Box 1 Summary of interview topic guide.

Background

  • Age, family situation, accommodation and work circumstances, general health

Lower Urinary Tract Symptoms (LUTS) experience

  • Help‐seeking triggers for LUTS

  • Symptoms experienced, bother and impact, primary concerns

  • Understanding and management of symptoms

  • Information received and needed in relation to LUTS

LUTS assessment/consultation/treatments

  • Patient pathway to hospital x, referral process

  • Experiences at the hospital

  • Assessments and tests received for LUTS including urodynamic testing: experiences, understanding of the assessments’ purpose, expectations of assessments, and information/support

  • Explanation of assessment results: format, adequacy, understanding the results

Decision‐making

  • Treatment decision making process and outcome

  • Patient and clinician involvement and role in decision‐making

  • Patient preferences re‐treatment

  • Impact of assessments on treatment decision‐making

  • Views of surgery for LUTS

UPSTREAM

  • Motivations for taking part in UPSTREAM, experiences of trial participation

  • Understanding of randomization and equipoise, preferences re‐trial arm allocation

2.4. Analysis

Data were analyzed using an inductive thematic approach.24 Analysis was conducted in parallel to data collection, with findings from early analysis informing later data collection in an iterative process, until analysis indicated data saturation—such that no new themes were emerging from the data analysis by the end of data collection. The researchers (CAO for pre‐treatment interviews, LES for post‐surgery interviews) used line‐by‐line coding to construct draft coding frames, each based on three transcripts. A combination of deductive coding, based on the aims of the study and the topic guide, and inductive coding, identifying themes within the data, was used. To enhance analysis, team members (LES, JH, and CAO) independently coded transcripts to achieve coding consensus and maximize rigor. CAO/LES then applied the refined coding frame to all the transcripts, with regular meetings with JH to discuss emerging findings. Finally, LES used charting to identify patterns in the data and drafted a narrative based on the analysis, with input from CAO and JH. Transcripts from the pre‐treatment and post‐surgery interviews were analyzed separately and findings then compared. Data were analyzed using NVivo V10 (QSR International Pty Ltd., 2012) and Excel. Data extracts are tagged with a unique participant ID: the prefix “PT” denotes patients interviewed after their treatment decision but prior to any planned surgery; “PS” denotes patients interviewed post‐surgery.

3. RESULTS

Forty‐one male patients from diverse locations in England were interviewed (25 pre‐treatment, 16 post‐surgery), age range 52‐89 (Table 1). Fifteen patients had a high symptom burden at baseline. Twenty‐five had experienced urodynamic testing. Four themes were identified: acceptability of urodynamics, experience of urodynamics, perceived value of urodynamics, and information deficits.

Table 1.

Participant characteristics

Pre‐treatment patients (n = 25) Post‐surgery patients (n = 16)
Age group
51‐55 1 1
56‐60 1 3
61‐65 7 2
66‐70 7 3
71‐75 6 2
76‐80 2 3
81‐85 1 0
86‐90 0 2
Urodynamics received
Yes 17 8
No 8 8
Treatment decision
Conservative 13 N/A
Surgery 12 16
Time since surgery (days)
Median N/A 91.5
Range 48‐463
Geographical region (England)
South West 8 6
South East 6 4
London 1 2
East of England 3 1
East Midlands 0 1
West Midlands 2 0
Yorkshire and the Humber 0 1
North West 3 0
North East 1 1
Deprivation decile23
High (1‐4) 11 4
Medium (5‐7) 9 9
Low (8‐10) 5 3
IPSS symptom burden (baseline)22
High (≥20) 8 7
Low (≤19) 17 9
Ethnicity (self‐reported)
White British 23 12
Asian/British Asian 1 1
White American 0 1
Iranian 0 1
Afro‐Caribbean 0 1
Not given 1 0

IPSS = International prostate symptom score.

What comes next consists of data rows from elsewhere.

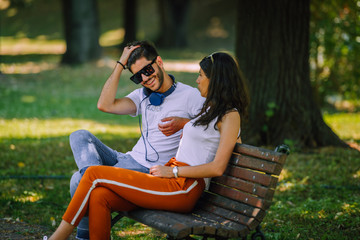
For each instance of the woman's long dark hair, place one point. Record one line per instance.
(227, 89)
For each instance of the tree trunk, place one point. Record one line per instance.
(272, 46)
(173, 20)
(129, 21)
(81, 31)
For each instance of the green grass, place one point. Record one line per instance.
(42, 103)
(318, 195)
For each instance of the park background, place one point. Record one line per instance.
(43, 101)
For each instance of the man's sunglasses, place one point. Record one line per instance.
(147, 71)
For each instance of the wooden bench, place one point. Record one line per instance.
(235, 204)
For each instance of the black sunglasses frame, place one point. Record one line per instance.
(147, 71)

3.1. Acceptability of urodynamics

All of the 25 men who underwent urodynamic testing reported that it was acceptable, despite any discomfort or other issues they might have experienced. Of the 16 men who had not had urodynamics previously, 10 said they would have been happy to have it if needed:

I'm used to being prodded and god knows what else. I don't take any notice of that… The more tests the better I always say… you know exactly what's going on then. MrPS5, age 60

Of the remaining six, four said they would have had it if needed, but would have been apprehensive due to its invasive nature and were glad it had not been required. Two men said they would want more information about the test and its purpose. One man had declined to have urodynamics because a prior cystoscopy had found a narrow constriction and he did not want to risk any damage which might delay his planned surgery.

The main reason for wanting urodynamics was the perceived accuracy of the test and the desire to have maximum information to inform the treatment decision:

I like answers… and we got the answers. So if I hadn't had the test done, then we're just left with a load of symptoms which could be caused by this or that. Erm, so I mean in terms of erm the invasion of the test, it's… not a problem… totally acceptable. MrPT20, age 69

We did not find any evidence of associations between age or symptom severity and the acceptability of urodynamics.

3.2. Experience of urodynamics

3.2.1. Pain, discomfort, and infection

In general, urodynamics was well‐tolerated by the 25 participants who had experienced it. However, there was variation in how uncomfortable men found the procedure. Seven reported that it was at least a little painful, with some experiencing severe pain, but they nevertheless thought urodynamics was acceptable:

MrPT6 (age 57): Having a tube stuck inside me and afterwards was 10 out of 10 pain… It was awful. But the people I dealt with were very good.

Interviewer: Okay, and how acceptable was the test for you?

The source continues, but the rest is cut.